Presumably, any Bernardi gains would derive from discrediting institutional conservatism's official candidates in the electoral marketplace – Malcolm Turnbull principally, but others by association from Scott Morrison, Barnaby Joyce, and Peter Dutton, through to Tony Abbott.
In so doing, the Bernardi split is a gift to Labor and one more akin to an annuity than a lump sum. It could pay out over years.
Bernardi's move is a clear betrayal, or rather a clutch of them.
A betrayal of the South Australian Liberal Party division, which not only fostered the feisty conservative warrior but then continued to stand by him through several embarrassments – like the time he claimed fellow frontbencher Christopher Pyne had once idly speculated about joining the ALP to get ahead, and of course the time he warned that marriage equality could lead to polygamy and eventually unions with animals.
The most flagrant betrayal though is the breach of faith with Liberal Party voters in South Australia – people who voted in good faith for the blue-L ticket just 7 months ago.
In Canberra, coalitionists remain alert to the moods of the renegade LNP member for federal Dawson, George Christensen. Christensen is another hardline malcontent – or right wing virtue signaller – who speaks for the moral core of ordinary Australia while favouring a kind of churchy nostalgia that is anything but mainstream.
As a senator, Bernardi's defection would not mean much but as a House of Representatives MP, Christensen's would be in another class, given Turnbull's one seat margin.
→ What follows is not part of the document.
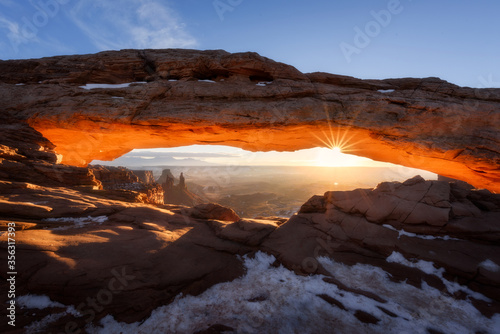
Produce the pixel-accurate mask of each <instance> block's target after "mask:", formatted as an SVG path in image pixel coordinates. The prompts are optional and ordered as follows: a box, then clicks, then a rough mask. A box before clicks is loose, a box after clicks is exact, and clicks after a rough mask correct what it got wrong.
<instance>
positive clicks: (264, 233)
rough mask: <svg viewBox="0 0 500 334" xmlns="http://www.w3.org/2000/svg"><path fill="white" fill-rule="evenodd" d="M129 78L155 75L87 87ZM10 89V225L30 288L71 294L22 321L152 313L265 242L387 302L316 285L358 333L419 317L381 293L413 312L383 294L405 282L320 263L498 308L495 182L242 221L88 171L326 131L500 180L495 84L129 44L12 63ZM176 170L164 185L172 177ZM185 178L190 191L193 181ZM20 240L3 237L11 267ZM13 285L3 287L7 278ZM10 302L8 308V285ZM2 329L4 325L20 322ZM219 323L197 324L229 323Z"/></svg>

At this stage he will remain.
One possibility for Bernardi's immediate future is a merger or partnership with the resurgent Pauline Hanson's One Nation – interestingly, their offices are next to one another in Parliament House.
But this option doesn't work for him any better than do the modern Turnbull Liberals. Despite his social conservatism, Bernardi is a small government, economically dry, free trade guy. One Nation on the other hand, is more the Trump-style operation known for its anti-Muslim, anti-immigration, Australian-jobs-first protectionism.
The rise of right-wing fifth columnists threatens the whole project. By the next election, voters could face a bewildering layer cake of conservatives, all whom depict the others as slippery appeasers and frauds.
The danger is that voters might decide they all have a point.